Entertainment
Goo Goo Dolls perform Slide as America marks 250th birthday
The Goo Goo Dolls performed “Slide” during CBS’s three-hour primetime special marking America’s 250th birthday, a broadcast built to feel less like a concert than a national memory exercise. Hosted by Tony Dokoupil and Nischelle Turner live from the Washington Monument in Washington, D.C., the July 4 event placed late-1990s radio familiarity inside a semiquincentennial celebration meant to unify viewers through entertainment.
CBS aired “The Great American Block Party 250” from 8 p.m. to 11 p.m. ET, billing it as a celebration of America’s 250th birthday. The network and Paramount Press Express said the special featured exclusive performances by the Goo Goo Dolls, Zac Brown Band, Jon Batiste and The War and Treaty, with more performers still to be announced at the time of the lineup rollout. Organizers also said the program would culminate in what they called the largest fireworks show in history over the skies of Washington, D.C.
The choice of “Slide” sharpened the nostalgia.
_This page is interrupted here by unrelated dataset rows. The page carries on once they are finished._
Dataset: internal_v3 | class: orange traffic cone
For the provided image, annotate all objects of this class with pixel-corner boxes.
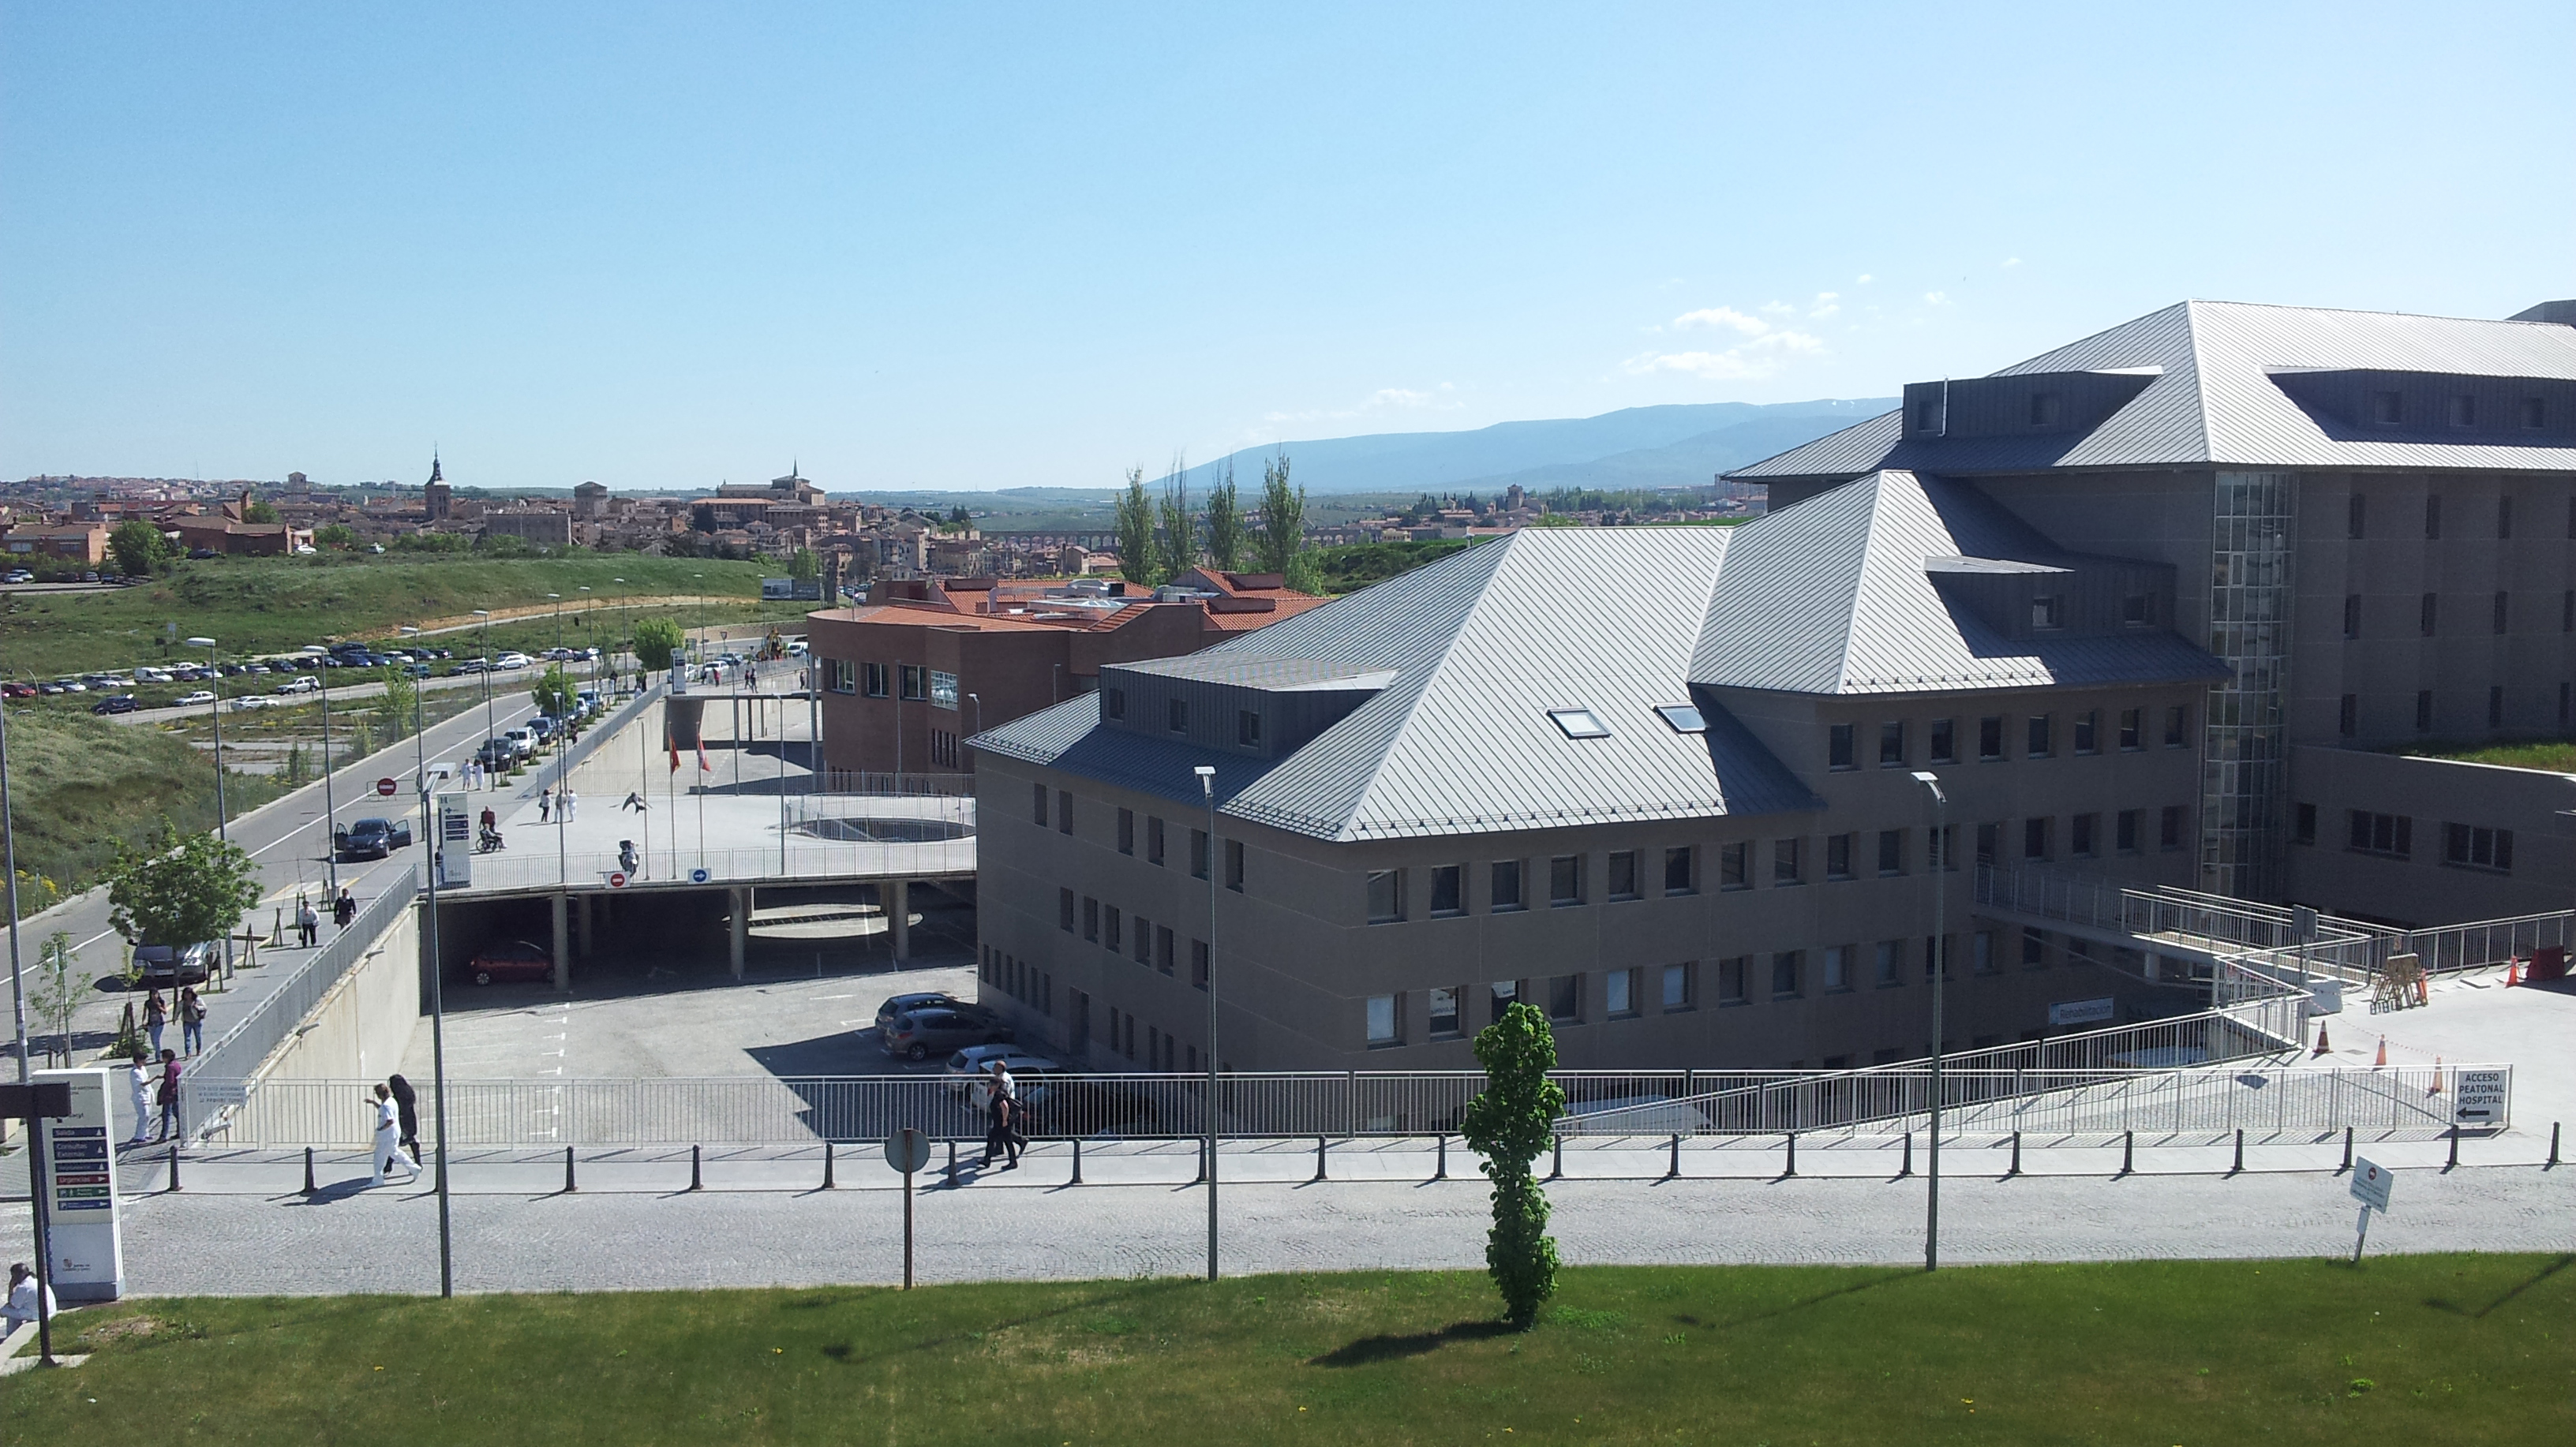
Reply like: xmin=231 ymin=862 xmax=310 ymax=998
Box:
xmin=2374 ymin=1036 xmax=2387 ymax=1067
xmin=2430 ymin=1056 xmax=2445 ymax=1094
xmin=2312 ymin=1022 xmax=2333 ymax=1057
xmin=2416 ymin=973 xmax=2429 ymax=1005
xmin=2507 ymin=957 xmax=2522 ymax=987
The song was released in September 1998 as the lead single from Dizzy Up the Girl, the Goo Goo Dolls’ sixth studio album, giving the performance a clear generational marker for viewers who came of age before the new century. In a moment when the country’s politics remain deeply split, CBS leaned on recognizable pop-rock, roots music and jazz to build a broad, family-viewing version of national consensus.

America250 said July 4, 2026, marked the 250th anniversary of the signing of the Declaration of Independence. That framing gave the broadcast its historical spine, but the television packaging did the rest: a live national stage, a lineup chosen for cross-genre appeal and a fireworks finale pitched as record-breaking. The result was a holiday special that used entertainment as civic glue, turning the semiquincentennial into a mass-media nostalgia event as much as a commemoration.